Olay, 25 Eylül günü Esenler Mahallesi Adnan Kahveci Caddesi’nde meydana geldi. Cep telefonu kamerasına yansıyan görüntülerde ise E.A. ile B.I.Ç.’nin arasındaki tartışma, kısa sürede kavgaya dönüştü. Kavga sırasında B.I.Ç., E.A.’yı saçından çekerek, yerde sürükleyip darbetti. O anlar cep telefonu kamerasına saniye saniye yansıdı. Çanakkale İl Emniyet Müdürlüğü, sosyal medyadan da videosu yayılan konuyla ilgili yaptığı açıklamada, "Kasten yaralama (Akran Zorbalığı) 25.09.2025 günü birbirlerini karşılıklı darp eden lise öğrencileri suça sürüklenen çocuk B.I.Ç. (14) ve E.A. ifadeleri akabinde 25.09.2025 günü savcılıktan serbest kalmış olup E.A. ailesine teslim edilmiştir. B.I.Ç. cumhuriyet savcısının talimatı sonrası Aile ve Sosyal Hizmetler İl Müdürlüğü’ne bağlı ilk kabul birimine yerleştirilmiştir" ifadelerine yer verdi. Akran zorbalığına uğrayan E.A.’nın annesi Dilek Ş. (39), konuyla ilgili verdiği röportajda, "Tehdit var. Olay günü zaten kızımın en yakın arkadaşı kızımı aramak için olay yerine gitti. Darbeden kişi tarafından herhangi bir yerde şikayetçi olursa kendisini bıçaklayacağı ifadesinde bulunduğunu duydum, kulağıma gelen budur. Bir yargı sürecine girdik, bekliyoruz" ifadelerine yer verdi.



"Aslında başka bir arkadaşının talimatı ile dövmüş"


Dilek Ş., kızının bir başka arkadaşı ile olan husumeti nedeniyle B.I.Ç.’ın azmettirilerek kızını dövdüğünü söyleyerek şöyle konuştu: "Birkaç arkadaş arasında yaşanan ufak tefek olaylardan kaynaklı sonrasında büyüyen bir olay aslında. Karşı taraf azmettiriciler tarafından kızıma okula yakın bir bölgede zorbalık yaptı. O esnada ben aileyle konuşup tekrarı olursa polise şikayet edeceğimi belirttim. Aile o sırada üzgün bir ifadeyle cevap verdi bana. Daha sonrasında zaten aileyle görüşmedim. Fakat şu an iki sene önce yaşadığımız olaydaki şahıs, kızımla aynı okulda okuyor. Şu anda tedirginiz bu konuda.

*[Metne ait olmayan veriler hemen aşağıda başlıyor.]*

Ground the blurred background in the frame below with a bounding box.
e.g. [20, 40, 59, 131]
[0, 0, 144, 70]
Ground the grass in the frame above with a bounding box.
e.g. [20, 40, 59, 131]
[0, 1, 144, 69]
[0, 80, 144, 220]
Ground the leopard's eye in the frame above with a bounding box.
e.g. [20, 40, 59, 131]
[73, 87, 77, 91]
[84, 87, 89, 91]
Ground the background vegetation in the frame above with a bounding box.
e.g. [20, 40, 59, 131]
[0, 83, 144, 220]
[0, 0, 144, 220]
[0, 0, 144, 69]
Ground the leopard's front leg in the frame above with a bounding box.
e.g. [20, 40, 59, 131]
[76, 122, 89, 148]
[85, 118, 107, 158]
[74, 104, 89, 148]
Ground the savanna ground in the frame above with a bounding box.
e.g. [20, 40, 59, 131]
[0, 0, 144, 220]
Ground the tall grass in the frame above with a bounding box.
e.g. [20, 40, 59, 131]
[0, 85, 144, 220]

Üç hafta öncesinde yaşadığımız olay da zaten iki sene önceki olayla bağlantılı bir olaydır. Esas kişi o üçüncü şahıstır. Benim kızım kesinlikle huzurlu olamayacak. Rahat okuyamayacak, okula gidip gelemeyecek çünkü ben anne olarak her sabah kızımı o kadar zor gönderiyorum ki okula. Yani ’hadi kızım’, ’geçecek’, ’birlikte başaracağız’ destekleriyle ama bu yeterli olmuyor. Çok mağdur durumdayız bu konuda. Evladımı kaybetmek istemiyorum."



"Çocuklar arasında 2 senedir devam eden husumetin ardı arkası kesilmiyor"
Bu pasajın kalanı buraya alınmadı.